Egō d’Hanna Bergholm : de l’enfance à l’adolescence, la fin de l’innocence
La mère de Tinja, 12 ans, tient à ce que sa vie soit parfaite. Elle oblige Tinja à faire chaque fois de la gymnastique pour atteindre la perfection. Un jour, la petite fille trouve un œuf qu’elle décide de couver. Une mystérieuse créature fait alors son entrée dans la vie de cette famille en apparence parfaite.
Dès les premières images, Egō intrigue. Malgré son esthétique pastel et ses décors léchés, quelque chose de malsain s’y dégage. À la manière d’un coming-of-age movie, Egō montre le passage de l’enfance à l’adolescence de Tinja, qui compose avec une mère étouffante, à un moment où elle se sent aussi dépassée par ses émotions. Hanna Bergholm, la réalisatrice, installe la tension brillamment en grattant doucement le vernis du quotidien de cette famille finlandaise. Son décor coloré devient le théâtre de toutes les cruautés et Tinja et son alter-ego, la créature, vont tenter de reprendre le contrôle de la situation. Malgré une métaphore peut-être trop évidente (l’œuf se craque tout comme l’image parfaite de la famille), Egō fait preuve d’une véritable envie d’innovation dans sa manière de traiter les troubles psychologiques. Bien écrit et à la mise en scène soigné, le film se distingue aussi grâce au talent de sa jeune interprète, Siiri Solalinna, dont c’est le premier film.

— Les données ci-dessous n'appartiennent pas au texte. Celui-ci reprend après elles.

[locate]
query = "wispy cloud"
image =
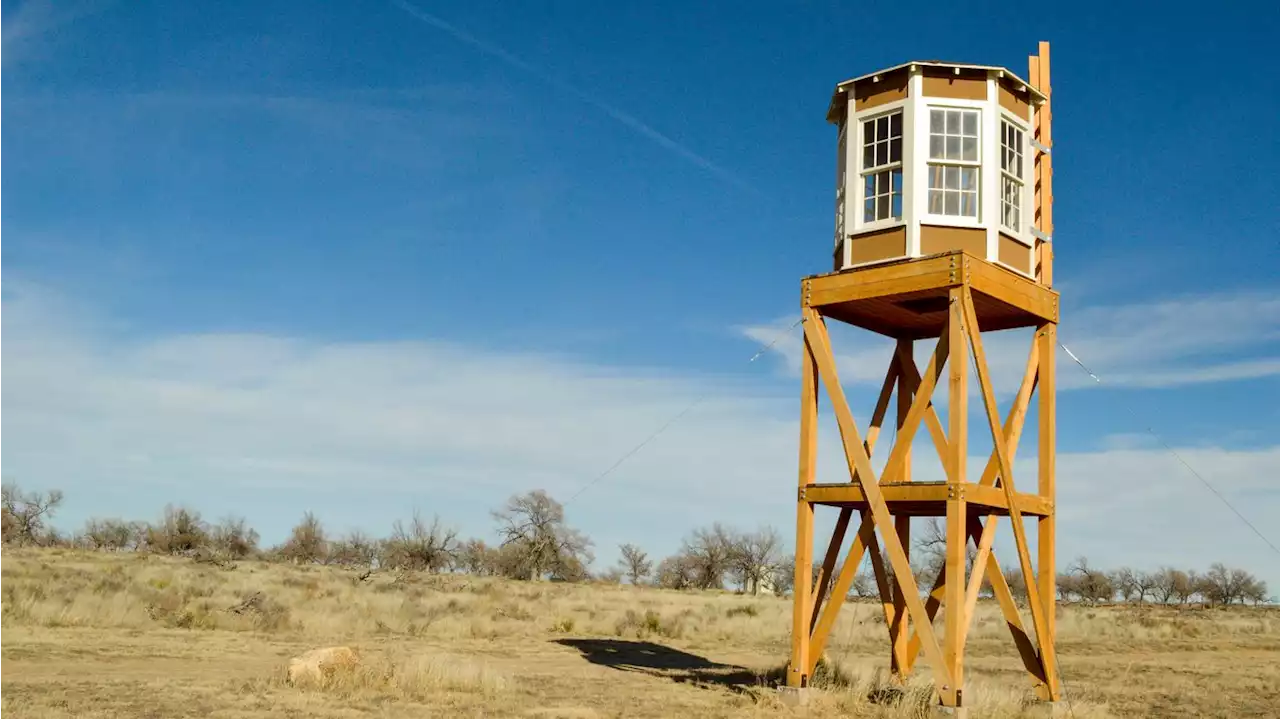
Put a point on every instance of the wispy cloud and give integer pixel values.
(33, 19)
(270, 426)
(622, 117)
(1165, 343)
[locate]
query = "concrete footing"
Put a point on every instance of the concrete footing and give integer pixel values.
(795, 696)
(1047, 710)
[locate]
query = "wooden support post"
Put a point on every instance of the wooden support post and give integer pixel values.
(859, 463)
(906, 381)
(1046, 541)
(1038, 68)
(958, 537)
(837, 537)
(801, 612)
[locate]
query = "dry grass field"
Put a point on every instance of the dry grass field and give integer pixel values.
(108, 636)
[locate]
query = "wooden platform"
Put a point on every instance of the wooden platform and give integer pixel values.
(927, 499)
(908, 300)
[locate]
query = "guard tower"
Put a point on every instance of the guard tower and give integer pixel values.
(944, 218)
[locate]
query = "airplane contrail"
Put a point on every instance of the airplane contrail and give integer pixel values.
(620, 115)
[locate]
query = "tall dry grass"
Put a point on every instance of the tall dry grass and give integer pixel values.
(138, 591)
(471, 617)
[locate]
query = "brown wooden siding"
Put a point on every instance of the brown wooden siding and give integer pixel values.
(1013, 100)
(955, 87)
(890, 88)
(936, 238)
(876, 246)
(1014, 253)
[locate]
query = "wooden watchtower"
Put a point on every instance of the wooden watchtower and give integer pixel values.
(944, 218)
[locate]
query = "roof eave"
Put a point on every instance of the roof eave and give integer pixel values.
(841, 88)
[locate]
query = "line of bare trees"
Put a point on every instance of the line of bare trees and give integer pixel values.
(535, 543)
(711, 558)
(534, 540)
(1083, 582)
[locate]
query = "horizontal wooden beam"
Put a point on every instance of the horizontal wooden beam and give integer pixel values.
(919, 499)
(885, 280)
(1011, 289)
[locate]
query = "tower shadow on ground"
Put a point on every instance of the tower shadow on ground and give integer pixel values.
(667, 663)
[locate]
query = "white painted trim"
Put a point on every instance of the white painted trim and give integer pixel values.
(955, 102)
(917, 67)
(988, 183)
(1028, 200)
(912, 173)
(919, 155)
(877, 227)
(854, 184)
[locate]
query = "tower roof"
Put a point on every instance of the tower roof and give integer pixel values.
(839, 96)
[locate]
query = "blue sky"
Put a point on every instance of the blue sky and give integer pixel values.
(357, 257)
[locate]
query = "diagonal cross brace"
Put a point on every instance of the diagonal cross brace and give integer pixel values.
(860, 466)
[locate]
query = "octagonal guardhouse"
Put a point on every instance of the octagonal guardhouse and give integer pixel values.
(935, 158)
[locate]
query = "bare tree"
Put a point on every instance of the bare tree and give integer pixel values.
(709, 550)
(234, 537)
(864, 585)
(753, 555)
(1224, 585)
(110, 535)
(931, 545)
(782, 575)
(533, 526)
(421, 546)
(478, 558)
(179, 531)
(677, 572)
(24, 514)
(635, 563)
(1256, 591)
(1016, 582)
(1125, 582)
(307, 543)
(355, 549)
(1092, 585)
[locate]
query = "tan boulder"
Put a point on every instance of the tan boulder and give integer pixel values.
(320, 664)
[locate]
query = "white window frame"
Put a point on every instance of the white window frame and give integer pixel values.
(1025, 202)
(841, 183)
(979, 106)
(854, 210)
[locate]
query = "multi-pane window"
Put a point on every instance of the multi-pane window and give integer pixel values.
(954, 163)
(882, 168)
(1010, 175)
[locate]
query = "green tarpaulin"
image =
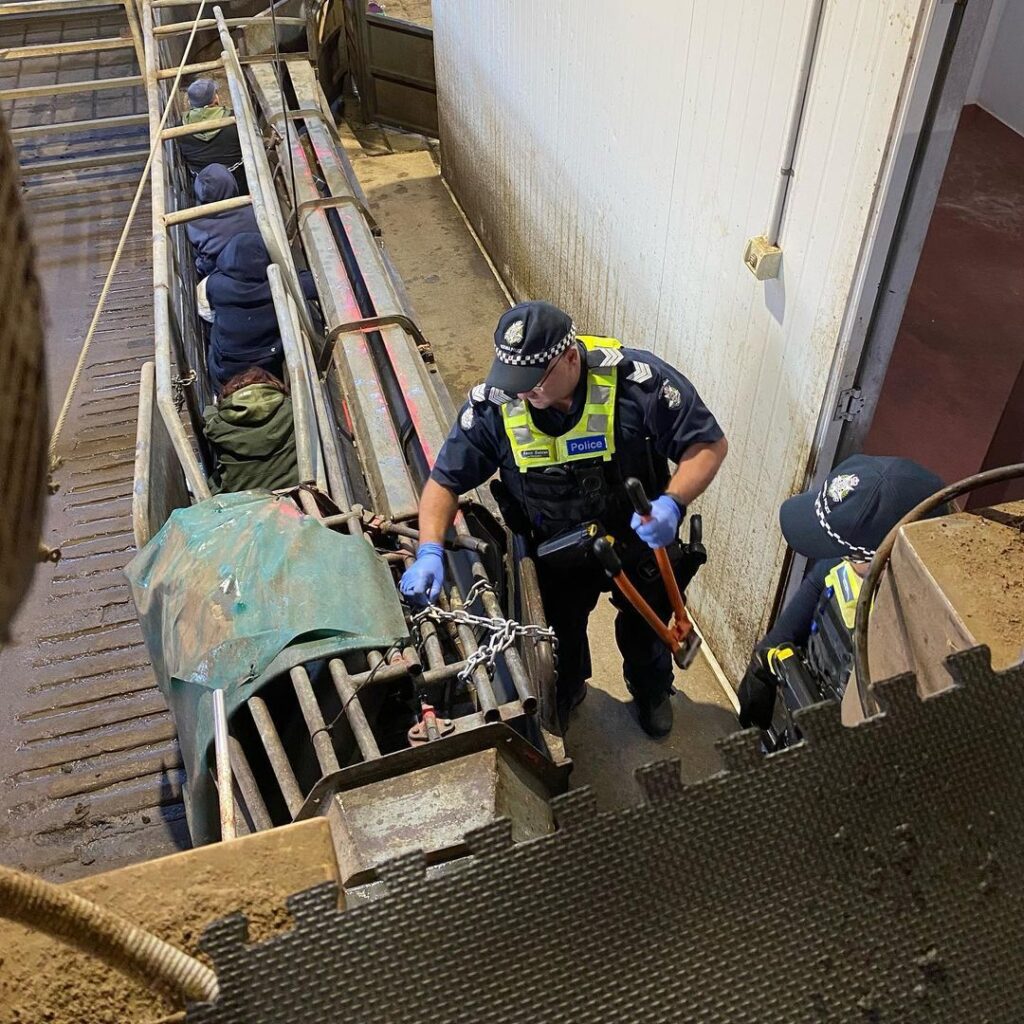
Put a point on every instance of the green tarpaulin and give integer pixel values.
(240, 588)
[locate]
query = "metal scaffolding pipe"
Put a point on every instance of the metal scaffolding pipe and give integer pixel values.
(180, 28)
(195, 212)
(177, 131)
(481, 681)
(301, 413)
(195, 69)
(276, 755)
(247, 786)
(161, 281)
(314, 721)
(348, 693)
(258, 170)
(225, 786)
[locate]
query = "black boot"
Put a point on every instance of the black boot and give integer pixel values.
(654, 711)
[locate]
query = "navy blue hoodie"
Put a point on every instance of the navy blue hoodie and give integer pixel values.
(210, 235)
(245, 329)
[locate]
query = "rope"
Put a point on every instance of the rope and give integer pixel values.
(101, 933)
(155, 143)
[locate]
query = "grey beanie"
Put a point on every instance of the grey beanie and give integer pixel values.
(202, 91)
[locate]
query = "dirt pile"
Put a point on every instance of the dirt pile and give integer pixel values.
(45, 981)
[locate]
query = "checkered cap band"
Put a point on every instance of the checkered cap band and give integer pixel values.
(822, 510)
(514, 358)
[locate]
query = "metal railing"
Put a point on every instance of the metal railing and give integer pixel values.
(300, 738)
(37, 11)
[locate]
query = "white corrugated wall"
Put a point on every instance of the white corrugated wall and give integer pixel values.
(614, 158)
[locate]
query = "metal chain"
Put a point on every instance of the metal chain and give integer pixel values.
(178, 384)
(503, 632)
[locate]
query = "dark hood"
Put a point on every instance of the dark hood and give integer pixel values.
(245, 258)
(214, 183)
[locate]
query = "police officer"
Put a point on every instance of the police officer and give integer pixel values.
(564, 420)
(840, 524)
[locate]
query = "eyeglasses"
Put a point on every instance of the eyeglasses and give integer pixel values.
(547, 373)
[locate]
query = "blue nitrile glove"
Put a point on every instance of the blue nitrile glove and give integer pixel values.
(421, 583)
(663, 526)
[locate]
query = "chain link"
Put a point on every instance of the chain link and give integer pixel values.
(178, 385)
(503, 633)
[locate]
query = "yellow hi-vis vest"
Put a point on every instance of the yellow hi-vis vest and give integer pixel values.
(592, 437)
(845, 584)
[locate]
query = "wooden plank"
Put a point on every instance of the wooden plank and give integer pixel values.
(62, 88)
(59, 49)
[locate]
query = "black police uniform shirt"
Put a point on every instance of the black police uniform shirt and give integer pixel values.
(653, 400)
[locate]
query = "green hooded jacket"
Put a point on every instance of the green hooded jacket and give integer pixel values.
(253, 437)
(206, 114)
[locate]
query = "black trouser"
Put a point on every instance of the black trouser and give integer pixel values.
(570, 595)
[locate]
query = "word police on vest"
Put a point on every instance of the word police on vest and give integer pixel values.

Saint Maud de Rose Glass : une œuvre surprenante et un portrait divin
Maud, infirmière à domicile au passé trouble, est très religieuse. Alors qu’elle s’installe chez Amanda, une ancienne danseuse malade, elle se sent investie d’une mission divine : sauver l’âme d’Amanda.
Premier film de Rose Glass, Saint Maud a été récompensé de 3 prix au Festival de Gérardmer 2020 : le Prix du jury jeune, le Prix de la critique et le Grand Prix. Rien de surprenant car Saint Maud possède de nombreuses qualités : une mise en scène audacieuse, une interprète principale captivante (la suédoise Morfydd Clark) et un scénario bien ficelé. Dans ce film, Rose Glass multiplie les points de vue, épousant parfois la vision de Maud et préférant d’autres fois un point de vue plus extérieur, laissant ainsi planer le doute sur la véracité des visions divine de son héroïne. Saint Maud se vit presque comme un puzzle dans lequel le sacré et le profane s’entremêlent, au fur et à mesure que la vie de Maud se dévoile. De même, les genres fantastiques et dramatiques se mélangent dans le film donnant alors naissance à un produit singulier qui questionne le côté extrême de la foi. Maîtrisant son film de bout à bout, la réalisatrice fait monter la tension jusqu’à une scène finale aussi sublime que glaçante, mais brillante dans tous les cas.